OpenAI shares 28 tips to enhance ChatGPT prompt engineering
The company's evolving guidance on getting better AI outputs has real implications for crypto traders and analysts relying on large language models
OpenAI has been steadily expanding its guidance on prompt engineering, the art of talking to AI models in ways that actually produce useful results. The company’s latest documentation, updated as recently as June 2026, lays out a comprehensive set of best practices for interacting with its API and ChatGPT models, covering everything from using the latest model versions to structuring context and iteratively refining outputs.
What OpenAI actually recommends
The core of OpenAI’s guidance centers on a few pillars that sound simple but are deceptively hard to execute well. First: always use the latest model. Newer versions tend to handle nuance, follow instructions more reliably, and produce fewer hallucinations.
Second, and arguably more important: write clear, specific instructions. OpenAI’s documentation emphasizes that vague prompts produce vague answers. Specifying the desired output format, the role the model should adopt, and the constraints it should follow dramatically improves response quality.
Third, structure your context carefully. Breaking information into labeled sections, using delimiters, and providing examples of desired outputs all help the model understand what you’re actually asking for.
Fourth, iterate. OpenAI recommends treating prompt engineering as an experimental process, refining language, adjusting parameters, and testing variations to converge on the most reliable output.

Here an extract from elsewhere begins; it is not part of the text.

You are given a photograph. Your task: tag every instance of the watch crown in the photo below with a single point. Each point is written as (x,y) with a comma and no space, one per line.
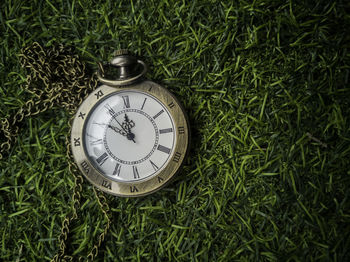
(121,52)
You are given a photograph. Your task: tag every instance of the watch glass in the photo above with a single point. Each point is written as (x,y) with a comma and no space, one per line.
(129,136)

Community blogs and guides have aggregated these principles into lists, with some circulating collections of 28 specific tips drawn from OpenAI’s documentation and broader best practices. However, no official OpenAI documentation confirms this framing; the core resources remain the comprehensive API documentation and additional guidance on ChatGPT prompting techniques. The underlying techniques, from role-playing analysis to structured data extraction, have been validated across a range of use cases.

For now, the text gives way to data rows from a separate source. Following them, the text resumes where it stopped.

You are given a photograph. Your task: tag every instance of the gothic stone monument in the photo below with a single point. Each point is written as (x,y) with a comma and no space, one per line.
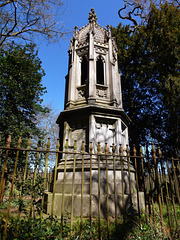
(93,112)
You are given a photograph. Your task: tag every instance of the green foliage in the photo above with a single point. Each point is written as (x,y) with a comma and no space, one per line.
(20,91)
(48,228)
(150,72)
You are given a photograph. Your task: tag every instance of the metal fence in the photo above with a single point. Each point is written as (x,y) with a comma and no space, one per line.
(156,177)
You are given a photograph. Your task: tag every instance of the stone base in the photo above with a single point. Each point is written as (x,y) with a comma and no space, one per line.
(94,202)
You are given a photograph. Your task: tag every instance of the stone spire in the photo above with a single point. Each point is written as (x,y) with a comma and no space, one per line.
(92,16)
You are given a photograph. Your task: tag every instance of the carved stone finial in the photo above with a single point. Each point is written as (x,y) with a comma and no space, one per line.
(76,32)
(92,16)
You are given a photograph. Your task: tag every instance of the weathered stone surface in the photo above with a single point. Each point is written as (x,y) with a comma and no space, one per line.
(86,204)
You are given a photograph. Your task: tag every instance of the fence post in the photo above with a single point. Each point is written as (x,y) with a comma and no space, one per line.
(165,183)
(137,185)
(107,190)
(82,185)
(115,191)
(99,186)
(122,181)
(73,179)
(64,180)
(157,185)
(129,173)
(90,184)
(172,185)
(55,175)
(143,173)
(45,175)
(34,179)
(4,168)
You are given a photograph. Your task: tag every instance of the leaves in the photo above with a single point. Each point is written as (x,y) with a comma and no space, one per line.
(20,91)
(150,72)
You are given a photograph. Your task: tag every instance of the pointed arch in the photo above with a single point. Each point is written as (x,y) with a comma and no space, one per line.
(100,70)
(84,70)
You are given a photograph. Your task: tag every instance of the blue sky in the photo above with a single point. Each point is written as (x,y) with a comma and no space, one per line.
(54,57)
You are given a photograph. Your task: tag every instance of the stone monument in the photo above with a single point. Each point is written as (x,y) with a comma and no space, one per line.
(93,112)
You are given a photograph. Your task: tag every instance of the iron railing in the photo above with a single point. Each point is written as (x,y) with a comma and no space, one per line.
(156,177)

Why crypto traders should care
The crypto market generates an almost absurd volume of data: on-chain metrics, social sentiment, protocol updates, governance proposals, tokenomics changes, regulatory filings. That’s exactly why AI tools have become increasingly central to how traders and analysts operate.
Smart contract auditing is another area where prompt engineering matters enormously. Developers and security researchers are already using large language models to scan Solidity code for vulnerabilities. The difference between a prompt that catches a reentrancy bug and one that misses it often comes down to how precisely the model was instructed to look for specific vulnerability patterns.
Similarly, DeFi protocols generating automated risk assessments, DAO contributors drafting governance proposals, and NFT projects analyzing metadata trends all benefit from more sophisticated prompting techniques.
The bigger picture for AI and crypto
For investors evaluating AI-adjacent crypto projects, or simply using AI tools in their own research workflow, prompt engineering isn’t a nice-to-have skill. OpenAI’s continued emphasis on documentation and best practices suggests they know their most valuable users aren’t the ones typing casual questions into ChatGPT.
The risk, of course, is over-reliance. No amount of prompt engineering eliminates the fundamental limitation of large language models: they can be confidently wrong. In a market where a single bad trade can liquidate a position, treating AI output as gospel rather than as one input among many remains a recipe for expensive lessons.